Tiger Woods watches his drive on the 11th hole during the first round of the… (Derek Gee / Associated Press )
ROCHESTER, N.Y. — At least Tiger Woods' defiance is in major championship form.
"I'm still right there," Woods said after shooting a one-over 71 Thursday to trail Adam Scott and Jim Furyk by six strokes after first-round play in the PGA Championship at Oak Hill.
Woods carded two birdies in his first six holes but played the final 12 in three over. That included a bogey on the par-five fourth, Thursday's easiest hole, and a double-bogey six on the ninth, his final hole.

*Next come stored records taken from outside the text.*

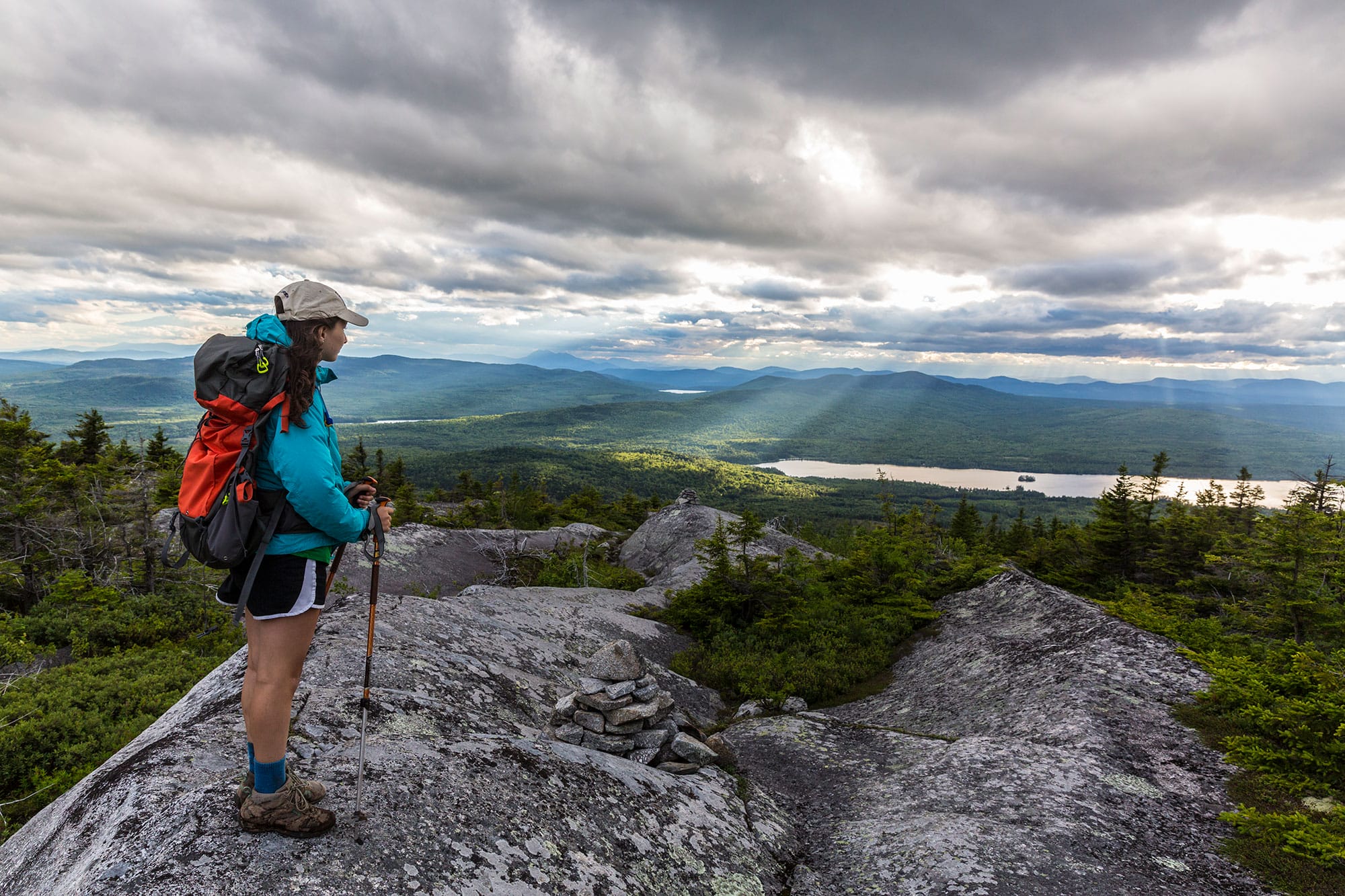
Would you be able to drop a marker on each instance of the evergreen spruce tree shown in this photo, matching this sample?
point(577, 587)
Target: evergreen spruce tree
point(88, 440)
point(966, 524)
point(1113, 542)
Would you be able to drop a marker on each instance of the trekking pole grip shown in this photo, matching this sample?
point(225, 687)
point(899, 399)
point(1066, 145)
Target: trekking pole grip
point(380, 534)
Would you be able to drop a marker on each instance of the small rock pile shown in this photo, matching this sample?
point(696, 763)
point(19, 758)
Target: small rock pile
point(621, 709)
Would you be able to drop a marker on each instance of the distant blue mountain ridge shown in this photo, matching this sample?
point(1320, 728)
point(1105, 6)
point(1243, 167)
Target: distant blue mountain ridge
point(1223, 393)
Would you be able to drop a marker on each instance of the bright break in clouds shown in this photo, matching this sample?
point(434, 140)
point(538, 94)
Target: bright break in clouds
point(1039, 188)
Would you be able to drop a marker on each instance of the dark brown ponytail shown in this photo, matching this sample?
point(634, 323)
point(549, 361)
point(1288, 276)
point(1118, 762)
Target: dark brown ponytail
point(305, 354)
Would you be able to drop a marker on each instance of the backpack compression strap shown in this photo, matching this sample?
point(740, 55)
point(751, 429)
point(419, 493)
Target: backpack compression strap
point(256, 563)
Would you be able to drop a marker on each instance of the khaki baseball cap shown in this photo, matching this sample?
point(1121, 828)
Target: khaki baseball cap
point(309, 300)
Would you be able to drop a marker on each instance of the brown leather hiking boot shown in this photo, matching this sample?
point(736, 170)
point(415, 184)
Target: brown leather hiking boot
point(314, 790)
point(287, 811)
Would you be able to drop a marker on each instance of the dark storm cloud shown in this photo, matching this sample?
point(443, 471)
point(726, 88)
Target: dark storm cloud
point(1100, 278)
point(778, 291)
point(941, 50)
point(623, 283)
point(513, 161)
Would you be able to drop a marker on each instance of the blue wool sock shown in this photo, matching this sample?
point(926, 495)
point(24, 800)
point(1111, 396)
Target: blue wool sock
point(271, 776)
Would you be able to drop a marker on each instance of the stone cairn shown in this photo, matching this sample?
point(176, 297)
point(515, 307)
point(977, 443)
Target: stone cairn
point(621, 709)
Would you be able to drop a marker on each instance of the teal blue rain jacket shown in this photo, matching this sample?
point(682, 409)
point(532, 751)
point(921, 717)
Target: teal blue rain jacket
point(306, 463)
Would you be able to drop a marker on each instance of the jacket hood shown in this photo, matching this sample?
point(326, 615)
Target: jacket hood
point(268, 329)
point(272, 329)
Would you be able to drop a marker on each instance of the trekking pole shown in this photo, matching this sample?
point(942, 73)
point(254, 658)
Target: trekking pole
point(341, 548)
point(379, 540)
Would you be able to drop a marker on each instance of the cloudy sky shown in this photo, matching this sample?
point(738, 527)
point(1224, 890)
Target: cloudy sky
point(1040, 188)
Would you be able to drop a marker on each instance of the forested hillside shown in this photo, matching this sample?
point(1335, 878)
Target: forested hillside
point(138, 397)
point(899, 419)
point(895, 419)
point(1258, 599)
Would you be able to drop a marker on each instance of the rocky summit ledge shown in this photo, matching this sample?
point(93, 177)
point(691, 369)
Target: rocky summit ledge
point(1026, 745)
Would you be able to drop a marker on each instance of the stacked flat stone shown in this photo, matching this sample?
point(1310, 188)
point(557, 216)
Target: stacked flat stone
point(621, 709)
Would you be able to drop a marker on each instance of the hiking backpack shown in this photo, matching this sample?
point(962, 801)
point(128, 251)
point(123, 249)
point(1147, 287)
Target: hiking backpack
point(223, 516)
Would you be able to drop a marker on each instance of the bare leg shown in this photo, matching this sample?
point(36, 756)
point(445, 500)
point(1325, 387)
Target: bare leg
point(276, 650)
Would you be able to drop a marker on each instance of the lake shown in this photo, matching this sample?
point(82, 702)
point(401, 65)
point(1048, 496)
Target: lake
point(1054, 485)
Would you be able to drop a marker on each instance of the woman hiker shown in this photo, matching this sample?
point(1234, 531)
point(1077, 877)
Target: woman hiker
point(299, 455)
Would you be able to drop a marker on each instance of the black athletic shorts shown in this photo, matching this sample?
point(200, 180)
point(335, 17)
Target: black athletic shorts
point(286, 585)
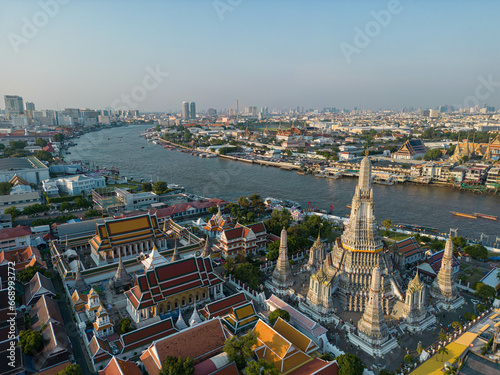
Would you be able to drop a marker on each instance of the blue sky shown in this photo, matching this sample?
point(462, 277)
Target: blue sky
point(280, 54)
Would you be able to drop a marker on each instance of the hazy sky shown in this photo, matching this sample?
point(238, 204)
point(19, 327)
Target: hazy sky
point(265, 53)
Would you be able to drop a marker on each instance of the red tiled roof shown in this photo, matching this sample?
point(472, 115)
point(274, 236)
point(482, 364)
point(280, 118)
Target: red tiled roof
point(161, 282)
point(19, 231)
point(317, 367)
point(22, 258)
point(146, 335)
point(223, 306)
point(408, 246)
point(199, 342)
point(118, 367)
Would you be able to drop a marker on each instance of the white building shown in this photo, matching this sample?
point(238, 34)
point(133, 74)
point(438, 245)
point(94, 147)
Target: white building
point(74, 185)
point(19, 200)
point(136, 201)
point(30, 169)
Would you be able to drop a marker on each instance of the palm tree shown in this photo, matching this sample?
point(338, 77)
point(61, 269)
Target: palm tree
point(442, 350)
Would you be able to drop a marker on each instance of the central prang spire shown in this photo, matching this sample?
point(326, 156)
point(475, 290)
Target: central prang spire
point(361, 232)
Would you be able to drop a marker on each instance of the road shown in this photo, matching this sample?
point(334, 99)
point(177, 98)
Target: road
point(81, 357)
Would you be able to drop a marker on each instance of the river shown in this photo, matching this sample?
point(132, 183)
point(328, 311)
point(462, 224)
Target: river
point(225, 179)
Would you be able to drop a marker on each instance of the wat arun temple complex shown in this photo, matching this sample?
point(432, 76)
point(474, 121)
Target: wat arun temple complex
point(359, 275)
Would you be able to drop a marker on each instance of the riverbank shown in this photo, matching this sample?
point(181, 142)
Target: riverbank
point(381, 175)
point(225, 179)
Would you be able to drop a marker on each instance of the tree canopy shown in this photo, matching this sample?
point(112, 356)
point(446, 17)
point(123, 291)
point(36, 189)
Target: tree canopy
point(476, 251)
point(30, 341)
point(73, 369)
point(278, 313)
point(177, 365)
point(433, 154)
point(5, 188)
point(28, 273)
point(239, 348)
point(260, 367)
point(485, 291)
point(13, 212)
point(160, 187)
point(349, 364)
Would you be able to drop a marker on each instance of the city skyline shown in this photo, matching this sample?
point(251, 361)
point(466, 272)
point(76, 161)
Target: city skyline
point(370, 55)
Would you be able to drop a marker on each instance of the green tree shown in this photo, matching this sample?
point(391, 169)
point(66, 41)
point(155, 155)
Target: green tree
point(125, 325)
point(92, 213)
point(433, 154)
point(28, 273)
point(443, 351)
point(442, 335)
point(349, 364)
point(273, 251)
point(249, 274)
point(469, 316)
point(41, 142)
point(476, 251)
point(239, 348)
point(243, 202)
point(5, 188)
point(44, 155)
point(485, 291)
point(260, 367)
point(229, 265)
point(17, 145)
point(459, 242)
point(177, 366)
point(160, 187)
point(73, 369)
point(387, 224)
point(30, 341)
point(65, 206)
point(278, 313)
point(326, 357)
point(13, 212)
point(82, 203)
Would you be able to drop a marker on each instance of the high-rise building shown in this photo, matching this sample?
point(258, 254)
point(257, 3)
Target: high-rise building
point(192, 110)
point(30, 106)
point(13, 106)
point(185, 110)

"Overall, I played really well," Woods said. "I just hit a bad iron shot there at No. 4 and didn't get up and down.
"At No. 9, I was completely blocked out and tried to shape one over there and drew no lie at all on the third shot. I was just trying to play 20 feet long and putt back for a bogey. I didn't even get over the bunker. I didn't have much there, then hit a beautiful putt that lipped out."
Woods missed a makable downhill birdie putt on the par-four second and said he would've taken more time to read the green if he and playing partners Davis Love III and Keegan Bradley hadn't been placed on the clock for slow play.

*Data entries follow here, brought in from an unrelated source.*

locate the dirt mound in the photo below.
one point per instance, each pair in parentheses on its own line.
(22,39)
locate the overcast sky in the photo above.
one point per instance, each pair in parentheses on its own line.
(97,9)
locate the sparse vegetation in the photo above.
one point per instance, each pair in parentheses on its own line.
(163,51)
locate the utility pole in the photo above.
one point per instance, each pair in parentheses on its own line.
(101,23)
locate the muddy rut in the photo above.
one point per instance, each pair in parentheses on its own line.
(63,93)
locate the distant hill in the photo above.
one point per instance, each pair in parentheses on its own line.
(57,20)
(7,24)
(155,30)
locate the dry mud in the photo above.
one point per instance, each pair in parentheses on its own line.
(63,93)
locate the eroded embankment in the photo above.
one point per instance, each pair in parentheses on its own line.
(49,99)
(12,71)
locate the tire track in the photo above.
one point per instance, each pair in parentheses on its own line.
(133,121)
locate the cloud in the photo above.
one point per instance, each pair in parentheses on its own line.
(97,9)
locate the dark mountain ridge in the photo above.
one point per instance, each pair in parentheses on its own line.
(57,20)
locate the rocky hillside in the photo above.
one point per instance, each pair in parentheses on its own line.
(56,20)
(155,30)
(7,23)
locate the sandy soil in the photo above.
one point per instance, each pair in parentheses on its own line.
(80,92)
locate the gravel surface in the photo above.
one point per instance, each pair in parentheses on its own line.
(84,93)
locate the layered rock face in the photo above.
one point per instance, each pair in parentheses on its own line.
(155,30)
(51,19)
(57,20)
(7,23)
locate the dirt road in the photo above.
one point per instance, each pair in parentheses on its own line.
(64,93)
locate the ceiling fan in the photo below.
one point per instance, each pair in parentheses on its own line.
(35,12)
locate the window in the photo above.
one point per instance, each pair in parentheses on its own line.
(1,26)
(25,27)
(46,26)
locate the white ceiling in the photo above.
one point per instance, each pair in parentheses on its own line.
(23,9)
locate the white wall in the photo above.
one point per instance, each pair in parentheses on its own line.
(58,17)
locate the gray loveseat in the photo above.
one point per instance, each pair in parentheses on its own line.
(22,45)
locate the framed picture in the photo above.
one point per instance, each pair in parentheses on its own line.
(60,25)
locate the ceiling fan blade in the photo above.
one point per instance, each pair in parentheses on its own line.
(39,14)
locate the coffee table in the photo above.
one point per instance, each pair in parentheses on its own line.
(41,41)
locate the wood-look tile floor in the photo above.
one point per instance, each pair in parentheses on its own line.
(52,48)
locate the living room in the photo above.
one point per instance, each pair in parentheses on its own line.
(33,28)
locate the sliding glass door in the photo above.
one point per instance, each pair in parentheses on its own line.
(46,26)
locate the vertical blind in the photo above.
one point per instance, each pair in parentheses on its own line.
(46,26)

"We have a lot of people following us and a lot of cameras going off and movement inside the galleries," Woods said. "We're accustomed to it."

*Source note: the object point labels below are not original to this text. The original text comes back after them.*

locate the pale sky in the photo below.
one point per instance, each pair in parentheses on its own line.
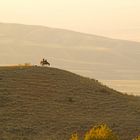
(112,18)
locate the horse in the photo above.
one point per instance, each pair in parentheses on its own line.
(44,62)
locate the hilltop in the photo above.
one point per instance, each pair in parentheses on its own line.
(85,54)
(39,103)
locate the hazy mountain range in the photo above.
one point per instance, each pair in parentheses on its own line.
(85,54)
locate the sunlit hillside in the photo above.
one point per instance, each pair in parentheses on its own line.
(39,103)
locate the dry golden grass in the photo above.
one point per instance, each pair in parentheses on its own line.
(50,104)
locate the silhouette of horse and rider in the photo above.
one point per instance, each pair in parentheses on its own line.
(44,62)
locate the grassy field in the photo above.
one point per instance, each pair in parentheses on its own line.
(50,104)
(131,87)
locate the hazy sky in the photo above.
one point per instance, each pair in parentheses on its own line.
(113,18)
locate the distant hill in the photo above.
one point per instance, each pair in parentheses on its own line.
(50,104)
(85,54)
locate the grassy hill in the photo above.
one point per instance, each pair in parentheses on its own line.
(86,54)
(50,104)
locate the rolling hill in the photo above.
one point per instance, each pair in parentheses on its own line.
(39,103)
(85,54)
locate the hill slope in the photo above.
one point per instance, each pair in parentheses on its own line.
(49,104)
(90,55)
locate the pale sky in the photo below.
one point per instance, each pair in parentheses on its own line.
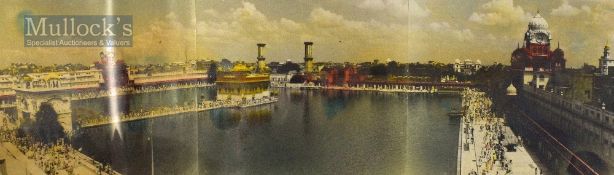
(356,31)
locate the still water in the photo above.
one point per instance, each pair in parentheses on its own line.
(306,132)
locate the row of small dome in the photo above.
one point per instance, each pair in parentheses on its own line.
(467,60)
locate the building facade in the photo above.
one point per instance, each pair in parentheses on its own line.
(534,62)
(467,66)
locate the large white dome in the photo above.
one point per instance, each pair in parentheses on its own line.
(538,23)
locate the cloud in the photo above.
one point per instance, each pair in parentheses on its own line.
(568,10)
(233,34)
(397,8)
(499,12)
(445,30)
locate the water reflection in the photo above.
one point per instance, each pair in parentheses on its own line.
(313,132)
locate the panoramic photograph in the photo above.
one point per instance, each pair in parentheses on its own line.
(416,87)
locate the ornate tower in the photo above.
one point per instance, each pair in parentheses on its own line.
(308,57)
(537,38)
(261,63)
(605,62)
(535,63)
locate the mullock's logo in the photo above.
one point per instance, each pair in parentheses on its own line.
(77,31)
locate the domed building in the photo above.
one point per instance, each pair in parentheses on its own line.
(534,62)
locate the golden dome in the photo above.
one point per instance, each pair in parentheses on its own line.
(239,67)
(52,76)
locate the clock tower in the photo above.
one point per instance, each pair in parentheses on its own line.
(537,38)
(534,63)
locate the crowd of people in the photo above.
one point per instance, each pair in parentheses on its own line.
(478,116)
(53,158)
(134,90)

Friday marks the 25th anniversary of the Edmonton Oilers' stunning trade of Wayne Gretzky to the Kings. Conveniently, journeyman David Hearn, who grew up in Gretzky's hometown of Brantford, Canada, shot a 66 to earn media attention.
"It was certainly one of those events as a Canadian that nobody will forget," said Hearn, who was 9 at the time.
Hearn has met Gretzky several times, including at a Web.com Tour event the avid golfer Gretzky used to host.
"Wayne has been such a great inspiration for everybody in Canada, let alone Brantford," Hearn said. "He's incredibly humble for a guy that's been as successful as he has."
Up and down
Bradley, the 2011 PGA champion, hit just five of 14 fairways and 10 of 18 greens in regulation. But eight one-putts helped him finish with a one-under 69 despite three bogeys.
"I just didn't feel that comfortable over the ball, but I'm very proud of my score," Bradley said. "I hung in there. This is a tough course. I made some good pars coming down the end."
On the contrary, Matt Kuchar proved the picture of consistency and sits at three-under 67. Starting on the back nine, Kuchar, who has two victories this year, ground out eight straight pars to open his round, then birdied Nos. 18, 2 and 5 for a bogey-free round. He hit 11 of 14 fairways.
Bo Van Pelt withdrew because of a hip injury after shooting a 10-over 80. ... The $8-million purse will deliver $1,445,000 to the champion, $865,000 to the runner-up, $15,000 to 70th place and $2,500 to those who don't make the cut.